I work from a small studio outside Tokyo where I also live. From time to time, I’ve visited other artists’ studios around the world and found huge spaces for churning out big productions. The room I work within is tiny, maybe a tenth of the size of those artists’ workplaces. But even if my studio is small, it doesn’t follow that my work is small.
There’s a theory in Asia that the tiniest rooms enable one to think about the cosmos. That’s why I prefer small spaces: so I can consider the universe in complete silence. I don’t have assistants. I work in my space, in my room, completely alone. I think with my time, with my hands, and in contact with the world. It’s how I make, think, and live.
We need space, distance, and perspective to construct our own ideas about experience. But these days, technology makes everything instantaneous. There is no process, no experience—only answers. I am very much against this. We must consider how we have ideas in the first place, and how we relate to nature—including human nature. As I see it, we are living through a very dangerous time, swimming through an ocean of data.
In the 1950s, I was influenced by my reading of Martin Heidegger, who alerted us to the risks of technology. As far as I’m aware, he was among the first to recognize the perils of emergent technologies. In Heidegger’s time, we faced a decision: We could develop these technologies in a positive direction, or we could use technology to change nature. The latter would be a risky choice indeed: Technology that changes nature also threatens humankind and human instincts. Today, the runaway development of technologies like artificial intelligence poses precisely such a risk.
That is why it is so important to stop and think. This is an approach that has always epitomized Mono-ha, the School of Things. The movement was born out of the mid-’60s, a moment when many of us were asking how best to approach the world. In 1968, there was a social revolution in France, a devastating war in Vietnam, and, in the US, the hippie movement and antiwar protests. In Japan, many people, including students, were taking to the streets, too. As mass production and industrialization accelerated and globalized, many of us began to think we needed a reset. Mono-ha came out of this sense that we needed to limit our production. Instead of making, it was important not to make.

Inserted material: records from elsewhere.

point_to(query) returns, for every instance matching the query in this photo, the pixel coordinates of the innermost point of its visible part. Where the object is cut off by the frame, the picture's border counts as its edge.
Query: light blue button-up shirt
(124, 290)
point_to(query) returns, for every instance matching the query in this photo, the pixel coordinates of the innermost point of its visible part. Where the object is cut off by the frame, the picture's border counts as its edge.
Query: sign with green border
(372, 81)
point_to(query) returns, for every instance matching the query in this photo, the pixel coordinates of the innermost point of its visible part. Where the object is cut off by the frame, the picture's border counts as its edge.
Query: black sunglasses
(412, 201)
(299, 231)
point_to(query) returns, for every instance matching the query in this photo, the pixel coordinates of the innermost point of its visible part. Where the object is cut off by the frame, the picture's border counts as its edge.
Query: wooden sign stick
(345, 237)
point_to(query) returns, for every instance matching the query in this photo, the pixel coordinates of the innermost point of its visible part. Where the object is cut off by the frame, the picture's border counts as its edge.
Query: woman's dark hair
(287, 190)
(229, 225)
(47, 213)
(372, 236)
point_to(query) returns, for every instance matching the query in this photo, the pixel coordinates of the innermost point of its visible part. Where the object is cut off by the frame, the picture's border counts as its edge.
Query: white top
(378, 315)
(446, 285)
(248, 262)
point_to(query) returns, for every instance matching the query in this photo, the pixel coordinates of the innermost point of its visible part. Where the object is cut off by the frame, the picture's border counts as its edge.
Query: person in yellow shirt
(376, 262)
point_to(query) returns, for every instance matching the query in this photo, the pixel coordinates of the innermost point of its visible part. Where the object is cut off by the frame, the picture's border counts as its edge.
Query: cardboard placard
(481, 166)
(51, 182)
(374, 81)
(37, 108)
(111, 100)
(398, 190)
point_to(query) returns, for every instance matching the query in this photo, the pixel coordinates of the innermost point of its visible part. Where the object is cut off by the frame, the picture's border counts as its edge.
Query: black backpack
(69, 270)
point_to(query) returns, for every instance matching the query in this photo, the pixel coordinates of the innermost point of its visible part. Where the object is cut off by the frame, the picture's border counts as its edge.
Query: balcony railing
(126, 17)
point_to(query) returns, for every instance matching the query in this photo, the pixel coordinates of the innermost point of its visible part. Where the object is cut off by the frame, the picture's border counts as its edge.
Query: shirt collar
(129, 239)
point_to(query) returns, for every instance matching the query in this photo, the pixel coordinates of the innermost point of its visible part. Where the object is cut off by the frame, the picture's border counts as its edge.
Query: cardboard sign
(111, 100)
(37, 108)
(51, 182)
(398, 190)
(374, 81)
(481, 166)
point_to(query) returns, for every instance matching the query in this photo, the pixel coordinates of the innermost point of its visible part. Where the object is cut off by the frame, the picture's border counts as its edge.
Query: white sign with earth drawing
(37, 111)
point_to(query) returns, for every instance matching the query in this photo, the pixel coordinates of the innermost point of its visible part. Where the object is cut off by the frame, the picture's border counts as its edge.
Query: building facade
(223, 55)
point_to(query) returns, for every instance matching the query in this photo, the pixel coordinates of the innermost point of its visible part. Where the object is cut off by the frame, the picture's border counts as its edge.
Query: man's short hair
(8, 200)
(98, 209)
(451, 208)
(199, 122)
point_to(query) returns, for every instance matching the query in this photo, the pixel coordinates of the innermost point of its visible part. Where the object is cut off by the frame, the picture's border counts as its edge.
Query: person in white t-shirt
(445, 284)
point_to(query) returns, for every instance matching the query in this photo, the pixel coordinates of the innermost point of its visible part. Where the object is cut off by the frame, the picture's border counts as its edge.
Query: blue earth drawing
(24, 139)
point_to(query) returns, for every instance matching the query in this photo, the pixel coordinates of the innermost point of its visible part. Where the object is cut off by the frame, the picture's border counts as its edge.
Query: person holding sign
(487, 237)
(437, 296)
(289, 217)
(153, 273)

All of this represented a break from modernity. By “modernity,” I am referring to the modern era, the historical point at which humankind decided to make everything in our image, and when we decided the image of the human was the most important consideration. As the human ego grew, so did the desire for more territory—all this relates to imperialism. At some point, artists began to consider their canvas their “territory,” too. In the modern era, artists came to believe that the most important thing was their images, their ideas, their concepts. Accordingly, artists privileged the inside (their concepts) over the outside (the world). But we don’t need to separate interior and exterior in this way. We can have a dialogue between them: a more open, softer concept; a relation.
That is why, for my retrospective in Berlin I included a portrait by Rembrandt: his Self-Portrait with Velvet Beret, painted in 1634 when he was twenty-eight. I have a tremendous respect for his work because he was able to look at humanity, to peer deeply into the human soul. His works show us why today, more than ever, it is so urgent to approach other people, and to look to nature again.
My newest Relatum paintings and sculptures at Palazzo Diedo in Venice are relatively simple. Beyond Venice, Relatum—the Notion of a Stone, 2024, uses a shining lightbulb to cast the shadow of a stone on a circular line painted on the floor. In another installation, Beyond Venice, Relatum—Sound box, 2024, we sense something inside a box, but we cannot see inside it; we only hear the sounds that come out, although we don’t know where the sound comes from. We are forced to look again, as if anew. All of this takes us back to my intention: Stop and think.